Re: Memory Management Mismanaged
Re: Memory Management Mismanaged
- Subject: Re: Memory Management Mismanaged
- From: publiclook <email@hidden>
- Date: Wed, 7 May 2003 23:07:33 -0400
Below is a long explanation because is was requested:
On Wednesday, May 7, 2003, at 09:53 PM, Dustin Voss wrote:
On Wednesday, May 7, 2003, at 04:46 AM, lbland wrote:
On Wednesday, May 7, 2003, at 06:59 AM, Pete Yandell wrote:
Seriously though, grafting full garbage collection onto objective-C
would clearly be pretty close to impossible
just for fun...
http://gcc.gnu.org/onlinedocs/gcc-3.2.2/gcc/Garbage-
Collection.html#Garbage Collection
So, wait, this works? Then why the heck are we all using
retain/release?!
- Mark and sweep garbage collection does not work well with distributed
objects. Reference counting does.
- Mark and sweep garbage collection is notorious for negatively
impacting interactive application usage. e.g. it adds unpredictable
latency to user interaction.
- Mark and sweep garbage collection typically requires a larger working
set in RAM. Will you need still more ram ?
- Using Mark and sweep garbage collection with the millions of lines of
existing C code often requires detailed knowledge of how to selectively
enable, disable, and tune the collector collector behavior. Such
knowledge is IMHO more arcane than using Cocoa's reference counting.
- Mark and sweep garbage collection is not be used for memory and other
resources allocated from sources other than heap. e.g. you still may
have to learn reference counting to know when you can reuse graphics
card texture memory or relinquish control of a socket or communicate
over a language bridge to another language or use distributed objects
or use COM or use MFC CString instances.
- Reference counting is a valuable tool in the toolbox just like
hashing, data structures, object oriented decomposition, etc.
Demanding automatic garbage collection just because you don't want to
learn how to use a powerful general purpose tool is like doing wood
sculpture with a screw driver because you don't want to learn how to
use or sharpen a chisel.
- Mark and sweep garbage collection is inappropriate in many classes of
application including graphics, animation, CD burning, etc. Basically,
Mark and sweep garbage collection is inappropriate in most real-time
applications. In fact, such applications typically don't dynamically
allocate memory at all during critical operations because malloc and
free are also inappropriate. The difference is that you have to know
how to selectively disable and reschedule mark and sweep garbage
collection for such applications.

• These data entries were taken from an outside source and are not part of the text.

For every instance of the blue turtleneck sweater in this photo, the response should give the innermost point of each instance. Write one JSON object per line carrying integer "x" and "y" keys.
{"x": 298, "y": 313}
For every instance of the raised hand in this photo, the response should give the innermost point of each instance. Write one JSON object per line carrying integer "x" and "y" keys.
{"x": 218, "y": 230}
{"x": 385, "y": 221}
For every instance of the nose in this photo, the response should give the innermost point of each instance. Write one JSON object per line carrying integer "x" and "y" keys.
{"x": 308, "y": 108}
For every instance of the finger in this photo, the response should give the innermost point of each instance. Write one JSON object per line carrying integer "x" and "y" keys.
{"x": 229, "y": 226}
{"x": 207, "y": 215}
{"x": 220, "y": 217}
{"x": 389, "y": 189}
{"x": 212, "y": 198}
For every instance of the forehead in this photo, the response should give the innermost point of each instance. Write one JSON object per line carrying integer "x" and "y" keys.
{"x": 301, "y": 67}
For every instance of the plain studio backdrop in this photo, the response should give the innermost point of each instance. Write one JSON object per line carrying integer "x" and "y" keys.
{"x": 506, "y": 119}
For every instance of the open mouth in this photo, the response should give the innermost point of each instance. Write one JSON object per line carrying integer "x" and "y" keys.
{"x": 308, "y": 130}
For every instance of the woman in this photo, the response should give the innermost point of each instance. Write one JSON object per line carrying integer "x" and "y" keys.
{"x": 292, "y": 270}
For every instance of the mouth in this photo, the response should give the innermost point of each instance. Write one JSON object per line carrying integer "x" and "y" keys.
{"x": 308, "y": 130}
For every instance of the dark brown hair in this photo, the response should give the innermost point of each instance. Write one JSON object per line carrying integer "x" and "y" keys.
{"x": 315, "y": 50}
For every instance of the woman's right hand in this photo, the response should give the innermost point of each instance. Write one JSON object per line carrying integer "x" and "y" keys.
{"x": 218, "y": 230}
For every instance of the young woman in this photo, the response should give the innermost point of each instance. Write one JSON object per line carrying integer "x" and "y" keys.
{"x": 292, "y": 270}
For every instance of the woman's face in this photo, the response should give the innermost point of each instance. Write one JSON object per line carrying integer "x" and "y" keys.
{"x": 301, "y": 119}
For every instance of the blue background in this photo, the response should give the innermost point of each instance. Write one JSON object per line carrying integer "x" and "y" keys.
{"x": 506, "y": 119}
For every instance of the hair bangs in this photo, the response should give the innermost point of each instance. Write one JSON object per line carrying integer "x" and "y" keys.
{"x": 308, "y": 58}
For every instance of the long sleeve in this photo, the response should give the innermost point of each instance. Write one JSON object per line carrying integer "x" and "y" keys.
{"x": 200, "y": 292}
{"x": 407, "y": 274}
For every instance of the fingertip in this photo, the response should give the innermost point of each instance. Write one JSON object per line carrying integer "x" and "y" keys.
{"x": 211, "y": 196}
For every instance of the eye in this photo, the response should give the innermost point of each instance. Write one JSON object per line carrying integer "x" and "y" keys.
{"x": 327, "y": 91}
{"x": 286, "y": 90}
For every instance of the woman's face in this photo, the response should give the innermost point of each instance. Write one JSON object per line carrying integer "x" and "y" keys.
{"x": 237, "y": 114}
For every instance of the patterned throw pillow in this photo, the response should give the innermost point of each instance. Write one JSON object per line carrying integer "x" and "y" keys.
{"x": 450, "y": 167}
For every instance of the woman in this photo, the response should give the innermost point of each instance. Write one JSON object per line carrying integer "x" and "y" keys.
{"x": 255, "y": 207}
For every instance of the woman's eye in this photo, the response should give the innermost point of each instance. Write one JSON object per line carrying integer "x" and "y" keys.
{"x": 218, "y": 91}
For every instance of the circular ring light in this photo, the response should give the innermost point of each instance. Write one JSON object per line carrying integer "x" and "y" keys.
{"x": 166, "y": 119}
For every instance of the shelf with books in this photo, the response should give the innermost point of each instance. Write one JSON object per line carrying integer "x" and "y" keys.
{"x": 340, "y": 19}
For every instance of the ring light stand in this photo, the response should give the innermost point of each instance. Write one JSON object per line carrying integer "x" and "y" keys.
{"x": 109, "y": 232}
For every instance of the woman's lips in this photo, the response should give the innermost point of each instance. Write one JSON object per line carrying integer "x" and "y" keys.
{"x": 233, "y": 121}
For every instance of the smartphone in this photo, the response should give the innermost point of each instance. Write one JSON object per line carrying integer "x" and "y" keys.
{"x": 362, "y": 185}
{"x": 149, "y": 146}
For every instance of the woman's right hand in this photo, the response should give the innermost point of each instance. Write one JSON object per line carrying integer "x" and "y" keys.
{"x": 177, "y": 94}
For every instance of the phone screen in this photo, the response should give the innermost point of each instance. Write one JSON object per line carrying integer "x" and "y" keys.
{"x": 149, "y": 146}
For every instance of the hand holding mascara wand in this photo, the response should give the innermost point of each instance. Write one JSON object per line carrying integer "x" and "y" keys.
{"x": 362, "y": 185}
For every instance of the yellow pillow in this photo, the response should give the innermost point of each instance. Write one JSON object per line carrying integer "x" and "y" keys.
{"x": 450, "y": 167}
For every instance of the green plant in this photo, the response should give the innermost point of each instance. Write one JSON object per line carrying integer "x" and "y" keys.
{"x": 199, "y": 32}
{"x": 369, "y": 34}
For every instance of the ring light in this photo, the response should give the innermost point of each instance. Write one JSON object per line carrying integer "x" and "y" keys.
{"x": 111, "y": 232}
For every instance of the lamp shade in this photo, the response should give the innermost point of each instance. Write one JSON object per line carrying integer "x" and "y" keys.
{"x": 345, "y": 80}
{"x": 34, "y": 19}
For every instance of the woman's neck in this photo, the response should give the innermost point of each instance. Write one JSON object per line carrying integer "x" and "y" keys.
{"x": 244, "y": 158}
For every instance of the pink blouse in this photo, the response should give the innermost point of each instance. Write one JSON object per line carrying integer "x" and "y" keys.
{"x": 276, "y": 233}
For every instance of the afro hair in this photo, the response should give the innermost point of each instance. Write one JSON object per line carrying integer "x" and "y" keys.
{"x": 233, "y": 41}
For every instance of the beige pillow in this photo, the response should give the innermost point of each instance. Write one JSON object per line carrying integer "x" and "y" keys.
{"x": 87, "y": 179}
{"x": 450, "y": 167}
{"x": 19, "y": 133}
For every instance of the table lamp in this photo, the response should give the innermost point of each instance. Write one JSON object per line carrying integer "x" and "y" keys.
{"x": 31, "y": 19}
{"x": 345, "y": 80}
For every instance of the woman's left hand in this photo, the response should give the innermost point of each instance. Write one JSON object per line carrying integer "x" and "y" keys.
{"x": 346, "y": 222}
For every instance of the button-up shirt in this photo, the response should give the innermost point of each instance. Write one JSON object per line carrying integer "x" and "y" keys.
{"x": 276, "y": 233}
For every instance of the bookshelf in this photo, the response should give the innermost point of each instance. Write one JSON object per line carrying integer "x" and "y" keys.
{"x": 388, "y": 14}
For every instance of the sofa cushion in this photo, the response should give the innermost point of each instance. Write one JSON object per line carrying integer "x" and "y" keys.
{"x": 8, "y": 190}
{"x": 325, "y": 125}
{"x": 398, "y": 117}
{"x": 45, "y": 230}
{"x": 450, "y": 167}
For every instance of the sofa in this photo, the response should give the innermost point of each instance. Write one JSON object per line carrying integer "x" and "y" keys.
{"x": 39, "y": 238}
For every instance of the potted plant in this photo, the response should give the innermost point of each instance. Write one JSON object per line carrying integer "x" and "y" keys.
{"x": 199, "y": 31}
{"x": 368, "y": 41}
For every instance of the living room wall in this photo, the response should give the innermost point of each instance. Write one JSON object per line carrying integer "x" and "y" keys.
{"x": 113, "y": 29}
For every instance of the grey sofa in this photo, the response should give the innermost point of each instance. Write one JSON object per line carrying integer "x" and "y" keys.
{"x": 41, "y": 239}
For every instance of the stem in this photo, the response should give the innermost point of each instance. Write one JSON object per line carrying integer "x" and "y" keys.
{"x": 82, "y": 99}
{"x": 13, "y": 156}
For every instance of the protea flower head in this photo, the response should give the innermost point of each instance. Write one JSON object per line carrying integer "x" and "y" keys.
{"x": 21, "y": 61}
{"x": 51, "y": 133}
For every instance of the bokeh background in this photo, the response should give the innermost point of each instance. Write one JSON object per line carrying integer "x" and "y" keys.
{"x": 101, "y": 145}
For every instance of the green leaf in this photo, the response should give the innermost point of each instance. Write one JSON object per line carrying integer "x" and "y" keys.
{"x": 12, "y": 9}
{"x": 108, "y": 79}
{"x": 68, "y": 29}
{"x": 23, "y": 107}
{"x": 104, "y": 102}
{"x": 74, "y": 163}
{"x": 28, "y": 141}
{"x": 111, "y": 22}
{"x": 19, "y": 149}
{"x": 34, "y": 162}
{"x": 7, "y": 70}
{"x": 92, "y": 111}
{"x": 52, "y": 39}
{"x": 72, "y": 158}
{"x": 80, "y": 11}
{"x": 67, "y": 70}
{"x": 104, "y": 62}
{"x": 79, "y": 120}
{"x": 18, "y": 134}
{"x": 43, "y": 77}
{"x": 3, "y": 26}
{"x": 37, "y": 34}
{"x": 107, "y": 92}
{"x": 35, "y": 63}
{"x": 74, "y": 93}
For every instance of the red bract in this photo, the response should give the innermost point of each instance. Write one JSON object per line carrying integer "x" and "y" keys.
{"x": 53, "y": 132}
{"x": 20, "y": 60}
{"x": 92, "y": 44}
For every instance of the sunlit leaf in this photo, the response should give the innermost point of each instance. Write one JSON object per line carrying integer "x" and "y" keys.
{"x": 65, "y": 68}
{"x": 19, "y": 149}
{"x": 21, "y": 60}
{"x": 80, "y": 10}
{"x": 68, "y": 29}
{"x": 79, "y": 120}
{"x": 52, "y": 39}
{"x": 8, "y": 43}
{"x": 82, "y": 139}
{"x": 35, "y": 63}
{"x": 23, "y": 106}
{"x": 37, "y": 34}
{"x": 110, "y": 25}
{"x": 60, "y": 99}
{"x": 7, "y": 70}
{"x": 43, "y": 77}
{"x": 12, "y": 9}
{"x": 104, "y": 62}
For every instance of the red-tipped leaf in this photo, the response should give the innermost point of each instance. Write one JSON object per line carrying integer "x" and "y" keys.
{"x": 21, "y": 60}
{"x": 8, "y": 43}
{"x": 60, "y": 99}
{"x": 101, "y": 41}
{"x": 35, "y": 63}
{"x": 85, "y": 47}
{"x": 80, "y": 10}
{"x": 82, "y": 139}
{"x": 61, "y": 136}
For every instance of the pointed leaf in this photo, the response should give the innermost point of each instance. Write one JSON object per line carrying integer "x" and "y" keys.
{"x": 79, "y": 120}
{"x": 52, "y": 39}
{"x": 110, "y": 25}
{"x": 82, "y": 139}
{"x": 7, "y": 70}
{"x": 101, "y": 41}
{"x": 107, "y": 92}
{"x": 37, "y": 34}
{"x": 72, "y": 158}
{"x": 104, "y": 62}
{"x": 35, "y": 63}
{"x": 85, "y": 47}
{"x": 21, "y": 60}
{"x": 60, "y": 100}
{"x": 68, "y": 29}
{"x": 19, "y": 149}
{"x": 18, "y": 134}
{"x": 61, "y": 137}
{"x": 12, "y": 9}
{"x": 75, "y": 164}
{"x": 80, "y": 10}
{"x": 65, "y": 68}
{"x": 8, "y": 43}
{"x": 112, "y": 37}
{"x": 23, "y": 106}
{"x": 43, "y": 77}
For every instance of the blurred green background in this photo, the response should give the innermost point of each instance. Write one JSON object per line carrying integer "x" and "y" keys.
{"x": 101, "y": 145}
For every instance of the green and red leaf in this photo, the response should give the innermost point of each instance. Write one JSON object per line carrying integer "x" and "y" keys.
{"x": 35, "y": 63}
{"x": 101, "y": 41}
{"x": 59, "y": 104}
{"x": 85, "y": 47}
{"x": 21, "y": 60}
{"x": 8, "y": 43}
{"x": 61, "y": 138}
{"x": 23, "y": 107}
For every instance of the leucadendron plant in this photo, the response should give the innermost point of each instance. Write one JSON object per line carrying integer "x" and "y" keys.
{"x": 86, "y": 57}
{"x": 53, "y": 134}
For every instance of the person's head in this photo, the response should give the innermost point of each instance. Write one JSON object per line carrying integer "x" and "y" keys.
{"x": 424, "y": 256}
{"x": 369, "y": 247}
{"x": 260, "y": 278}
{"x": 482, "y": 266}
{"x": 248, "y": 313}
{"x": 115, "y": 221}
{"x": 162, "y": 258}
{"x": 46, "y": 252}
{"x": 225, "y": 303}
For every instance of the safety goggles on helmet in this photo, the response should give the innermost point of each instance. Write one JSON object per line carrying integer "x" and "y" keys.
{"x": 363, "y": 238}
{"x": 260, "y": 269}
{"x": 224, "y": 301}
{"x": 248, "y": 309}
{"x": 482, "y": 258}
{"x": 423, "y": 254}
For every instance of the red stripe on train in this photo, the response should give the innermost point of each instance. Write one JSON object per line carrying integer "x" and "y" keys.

That is typically much more
difficult than just not calling +alloc, -copy, -release, malloc(),
free() or whatever.
Java and Smalltalk both have much more sophisticated and capable
garbage collectors than the Boehm-Demers-Weiser conservative garbage
collector and have built in language support unlike C. You will read
about lots of issues and problems in the Java and Smalltalk groups.
Now, having given all these reasons for why we are not all using mark
and sweep garbage collection, let me say that pretty much any
application that would have been written in Cobol 20 years ago is
suitable for use with mark and sweep garbage collection today. That is
not meant to be flippant. Perhaps 90 percent of all software
applications have no latency requirements (other than mere user
aesthetics), no real-time requirements, don't use distributed objects,
don't call legacy C libraries that are incompatible with garbage
collection (perhaps because they already implement their own), don't
use non-heap based resources, don't mask pointers by for example
casting them back and forth between non-pointer types (oops, Carbon and
CoreFoundation are full of that), don't use pointers returned from
system calls such as shared memory (can't garbage collect the
kernel...), don't implement animation, are not device drivers etc.
There are a lot of databases applications and desktop calculators out
there...
If you want to write graphical games, device drivers, highly responsive
GUI applications, applications that use shared memory, applications
that use distributed objects, openGL applications, applications that
use existing C libraries that are incompatible with automatic garbage
collection, high performance screen savers, and similar things, you
won't be using the Boehm-Demers-Weiser conservative garbage collector
any time soon.
If Cocoa required the use of the Boehm-Demers-Weiser conservative
garbage collector, Cocoa would be excluding itself from use in many
types of application. Heck, NeXT used to implement device drivers with
Objective-C... Basically, if Cocoa used the Boehm-Demers-Weiser
conservative garbage collector, Cocoa would be limited to the
application domains served by Java. That is a big domain, but cocoa's
existing domain is even bigger (in theory), and IMHO Cocoa's reference
counting is easier to use than knowing when to use or not use weak
references with Boehm-Demers-Weiser.